Can any Greek speaking person tell me what this means?
Thanks


----------



## beatrizg

I would like to help you, avalon, but I'm using an iMac and I can't read the Greek alphabet. Could you please type the Greek words using the Latin alphabet?


----------



## avalon2004

Oh right, I was wondering what "skeftómaste" means. I heard it in a song by Anna Vissi called 'Se Thelo, Me Thelis" (I love you, you love me)


----------



## Whodunit

beatrizg said:
			
		

> I would like to help you, avalon, but I'm using an iMac and I can't read the Greek alphabet. Could you please type the Greek words using the Latin alphabet?



Try following:

Right mouse click on the words
Choose "Encode >"
Choose "More >"
Choose "Greek (Windows)" or maybe "Greek (ISO)"

That's the English explanation, because I don't know the Greek equivalents for it, but I think you'll be able to encode the Greek words.


----------



## JLanguage

whodunit said:
			
		

> Try following:
> 
> Right mouse click on the words
> Choose "Encode >"
> Choose "More >"
> Choose "Greek (Windows)" or maybe "Greek (ISO)"
> 
> That's the English explanation, because I don't know the Greek equivalents for it, but I think you'll be able to encode the Greek words.


 
Ah, but whodunit, she's using an imac, a type of Macintosh computer. She might have those encoding options if she's using Internet Explorer, but maybe not.


----------



## beatrizg

Skeftomaste is: we think
From the verb "skeftomai": I think
Regarding "se thelo, me theleis", I would say it's "I want you, you want me"


----------



## Whodunit

JLanguage said:
			
		

> Ah, but whodunit, she's using an imac, a type of Macintosh computer. She might have those encoding options if she's using Internet Explorer, but maybe not.

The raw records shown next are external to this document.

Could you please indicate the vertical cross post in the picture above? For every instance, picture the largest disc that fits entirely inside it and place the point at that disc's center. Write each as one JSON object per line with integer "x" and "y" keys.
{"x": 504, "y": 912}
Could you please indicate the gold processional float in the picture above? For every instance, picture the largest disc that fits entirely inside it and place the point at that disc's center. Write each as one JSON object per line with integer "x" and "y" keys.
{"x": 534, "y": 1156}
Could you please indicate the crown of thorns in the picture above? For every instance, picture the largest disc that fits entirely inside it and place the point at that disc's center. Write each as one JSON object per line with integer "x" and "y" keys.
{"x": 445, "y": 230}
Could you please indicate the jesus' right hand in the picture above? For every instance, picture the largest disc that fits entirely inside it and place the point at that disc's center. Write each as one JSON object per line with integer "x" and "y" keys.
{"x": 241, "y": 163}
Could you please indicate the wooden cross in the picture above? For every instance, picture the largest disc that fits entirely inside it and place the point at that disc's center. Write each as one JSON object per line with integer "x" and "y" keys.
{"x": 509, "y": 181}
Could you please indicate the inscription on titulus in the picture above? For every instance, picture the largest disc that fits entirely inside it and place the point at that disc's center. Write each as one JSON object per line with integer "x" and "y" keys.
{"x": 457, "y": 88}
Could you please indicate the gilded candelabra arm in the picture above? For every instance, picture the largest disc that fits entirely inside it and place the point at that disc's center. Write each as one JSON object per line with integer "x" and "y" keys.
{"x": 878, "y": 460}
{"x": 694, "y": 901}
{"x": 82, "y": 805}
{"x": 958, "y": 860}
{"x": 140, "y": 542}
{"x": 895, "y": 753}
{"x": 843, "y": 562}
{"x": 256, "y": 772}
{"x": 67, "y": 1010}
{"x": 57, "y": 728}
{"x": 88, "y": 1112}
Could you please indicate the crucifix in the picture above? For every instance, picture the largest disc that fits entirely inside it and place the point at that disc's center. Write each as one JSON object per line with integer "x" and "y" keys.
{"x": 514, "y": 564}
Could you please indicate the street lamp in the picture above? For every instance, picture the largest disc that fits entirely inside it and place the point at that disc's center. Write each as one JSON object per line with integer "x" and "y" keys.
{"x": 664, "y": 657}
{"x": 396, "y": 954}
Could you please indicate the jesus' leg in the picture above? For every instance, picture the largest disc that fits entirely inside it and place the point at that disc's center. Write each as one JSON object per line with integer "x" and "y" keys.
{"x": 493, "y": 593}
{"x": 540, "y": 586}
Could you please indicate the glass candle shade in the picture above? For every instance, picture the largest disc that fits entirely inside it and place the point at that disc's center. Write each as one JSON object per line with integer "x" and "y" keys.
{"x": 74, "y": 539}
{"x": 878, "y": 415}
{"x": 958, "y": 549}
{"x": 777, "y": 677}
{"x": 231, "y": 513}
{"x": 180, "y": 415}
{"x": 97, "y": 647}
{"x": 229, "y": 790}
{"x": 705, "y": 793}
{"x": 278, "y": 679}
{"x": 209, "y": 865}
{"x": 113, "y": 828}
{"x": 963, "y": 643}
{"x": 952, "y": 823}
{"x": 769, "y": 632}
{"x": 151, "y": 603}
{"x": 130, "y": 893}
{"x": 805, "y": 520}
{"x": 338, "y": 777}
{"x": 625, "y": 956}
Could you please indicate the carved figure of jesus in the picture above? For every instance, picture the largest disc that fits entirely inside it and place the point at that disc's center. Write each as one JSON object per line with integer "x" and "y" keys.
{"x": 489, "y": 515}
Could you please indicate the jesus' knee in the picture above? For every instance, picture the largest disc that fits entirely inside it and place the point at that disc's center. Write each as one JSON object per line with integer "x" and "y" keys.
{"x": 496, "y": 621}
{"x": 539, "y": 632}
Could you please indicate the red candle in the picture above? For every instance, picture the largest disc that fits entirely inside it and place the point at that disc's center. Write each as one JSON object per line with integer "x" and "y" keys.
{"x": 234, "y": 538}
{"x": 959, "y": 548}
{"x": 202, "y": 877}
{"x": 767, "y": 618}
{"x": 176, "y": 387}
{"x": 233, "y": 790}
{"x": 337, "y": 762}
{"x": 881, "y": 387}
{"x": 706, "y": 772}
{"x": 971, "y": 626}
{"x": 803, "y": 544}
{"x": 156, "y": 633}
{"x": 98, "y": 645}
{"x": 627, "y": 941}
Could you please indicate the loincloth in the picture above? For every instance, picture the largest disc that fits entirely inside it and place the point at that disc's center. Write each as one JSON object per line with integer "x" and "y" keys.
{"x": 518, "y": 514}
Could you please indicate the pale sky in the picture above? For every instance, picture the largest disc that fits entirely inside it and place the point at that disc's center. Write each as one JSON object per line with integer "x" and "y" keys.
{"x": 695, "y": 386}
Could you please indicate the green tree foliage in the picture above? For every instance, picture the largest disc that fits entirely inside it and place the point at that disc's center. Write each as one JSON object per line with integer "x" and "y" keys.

Maybe ... I've never worked on a Macintosh computer, but I know it's quite different from Microsoft Windows, what most of the foreros here use.


----------



## beatrizg

whodunit said:
			
		

> Maybe ... I've never worked on a Macintosh computer, but I know it's quite different from Microsoft Windows, what most of the foreros here use.



Thank you for trying to help, guys. I just can’t read the Greek alphabet on the internet, although I have a Greek Mac OS system.

avalon, it would be better if you could provide the whole sentence or paragraph. "Na to skeftomaste" is: let's think about it.


----------



## dimitra

Goodmorning Avalon. 

The song you are refering to says:
Se thelo, me thelis, giati na to skeftomaste?
which means 
-> I want you, you want me, so why think (so much) about it?

The second verse is even more... aggressive 
Se thelo, me thelis, giati den padrevomaste
-> I want you, you want me, let's get married !!!

Talking about spontaneous!


----------



## redsstone

ρε μπράβο!


----------